Doug Martsch remains committed to deflating his own myth. For decades the Built to Spill frontman has shot down any suggestion that he’s a particularly notable songwriter or a great musician. “I’m not very good at guitar playing,” he insisted in a recent interview, his latest effort to downplay the achievement of architecting three of the defining indie rock albums of the 1990s. Whatever greatness fans hear in his music, Martsch contends he doesn’t.

Perhaps that posture began as humility, but at some point Martsch started to internalize the notion of his own unremarkableness. Since Built to Spill’s hot streak ended with 2001’s uneven Ancient Melodies of the Future, Martsch has carried on the group as the very good-not-great entity they’ve always existed as in his head. They’ve continued releasing new albums every five years or so, all of them worthwhile—most of them better than you remember, but never as transcendent as you long for them to be. The woozy charm of the band’s heyday is still there, but the consistency isn’t. Their later albums just don’t stick like the classics.

Built to Spill’s latest, When the Wind Forgets Your Name, shakes things up without breaking the pattern. It’s the project’s first release for Sub Pop, and it was recorded with a new (and already retired) lineup featuring Le Almeida and João Casaes of the Brazilian jazz-rock band Oruã. Those temporary bandmates also assisted Martsch with mixing the album, and the record’s reedy tones, conspicuous overdubs, and psychedelic patina give it a very different feel than the band’s hallmark records with Phil Ek.

This is the first Built to Spill record in a while with new ideas. The whole album is dotted with cool surprises, from the Carnival of Souls-esque organ that waltzes between Martsch’s solos on “Elements” to the patchouli-scented guitars that underscore the bewildered mysticism of “Understood.” The Lifes Rich Pageant chime of “Spiderweb” gives way to one spirited twist after another; it’s the rare recent Built to Spill track with a generosity of intricately plotted melodies that rivals Keep It Like a Secret. And with its jerky guitar fits, “Never Alright” begins as the most overt Dinosaur Jr. homage Martsch has ever attempted. Then it sheds its skin so many times it finishes as something completely antithetical to Dinosaur Jr., a tangle of classic rock, dub, and glockenspiel.

On that song, Martsch returns to his most frequent muse: the difficulty of reconciling the inevitable defeats the world doles out, one after another. “No one can ever help no one not get their heart broken,” he sings. “Never Alright” is immediately followed by a more hopeful counterpart, “Alright,” but hope is always relative on a Built to Spill record: “Life goes on and on year after year,” Martsch sings. “Don’t recommend it, but I’m glad I’m still here.”

If When the Wind Forgets Your Name doesn’t add up to more than the sum of its many gratifying parts, it’s mostly because of the choppy pacing.
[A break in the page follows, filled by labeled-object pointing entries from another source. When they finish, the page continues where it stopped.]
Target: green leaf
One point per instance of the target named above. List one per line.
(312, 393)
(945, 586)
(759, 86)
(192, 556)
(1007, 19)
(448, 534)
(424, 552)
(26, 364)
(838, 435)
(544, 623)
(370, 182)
Especially in its opening half, too many tracks get bogged down by dreary tempos that stop the record whenever it locks into a stride. Martsch may be incapable of writing a bad song, but the snoozy “Fool’s Gold” is as close as he gets, and he preemptively sucks a lot of steam out of the album by positioning it right after the ripping opener “Gonna Lose.”

Unforced errors like that really drag down an album, but that’s the story of late-period Built to Spill: No matter how solid their records are, they always seem to tease an even-better one that’s just out of reach, taunting fans with what could have been. Nonetheless, When the Wind Forgets Your Name shows that in generous spurts this band can still sound as driven and disarmingly sincere as they did a quarter century ago. If it’s a lesser Built to Spill album that’s because they all are now. But as their lesser albums go, it’s one of the better ones.